Beat_Slayer 17 Posting Pro in Training · Answer 3 · 2010-08-10T23:23:22+00:00

I believe the problem relys on input file.

It works here with the sample file you provided.

Can you provide more data and info.

Cheers

pythonbegin 0 Light Poster · Answer 4 · 2010-08-12T08:44:08+00:00

Hi Please find attached sample file with more data in it. Actual file looks exactly like this with more than 5000 entries.

Thanks.

I believe the problem relys on input file.
It works here with the sample file you provided.
Can you provide more data and info.
Cheers

Beat_Slayer 17 Posting Pro in Training · Answer 5 · 2010-08-12T23:47:28+00:00

It works with your file again. :)

f_in = open('blocks.txt').read()
f_out = open('output.csv', 'w')

f_out.write('AC\tID\tFA\tOS\tSF\tBS\tGE\n')

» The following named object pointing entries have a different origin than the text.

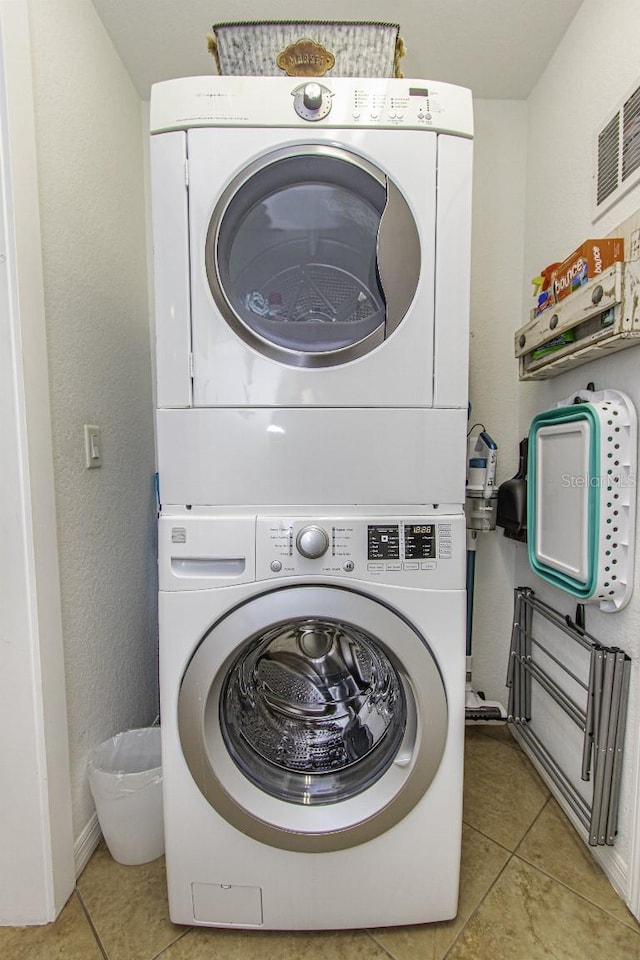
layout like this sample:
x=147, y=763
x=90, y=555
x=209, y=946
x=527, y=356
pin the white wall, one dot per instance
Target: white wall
x=496, y=285
x=593, y=68
x=90, y=168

blocks = [x for x in f_in.split('//') if x]

for item in blocks:
    infos = [x for x in item.split('\n') if x and x != 'XX']
    AC = ''
    ID = ''
    FA = ''
    OS = ''
    SF = ''
    BS = ''
    GE = ''
    for field in infos:
        if field.startswith('AC'):
            AC += ' ' + field[3:]
        elif field.startswith('ID'):
            ID += ' ' + field[3:]
        elif field.startswith('FA'):
            FA += ' ' + field[3:]
        elif field.startswith('OS'):
            OS += ' ' + field[3:]
        elif field.startswith('SF'):
            SF += ' ' + field[3:]
        elif field.startswith('BS'):
            BS += ' ' + field[3:]
        elif field.startswith('GE'):
            GE += ' ' + field[3:]

    f_out.write('%s\t%s\t%s\t%s\t%s\t%s\t%s\n' % (AC, ID, FA, OS, SF, BS, GE))
    
f_out.close()

Cheers and Happy coding

pythonbegin 0 Light Poster · Answer 6 · 2010-08-13T08:48:51+00:00

Hiiii...

Perfect!!!! working.

File in csv format is not giving proper output. Instead of csv txt format working well..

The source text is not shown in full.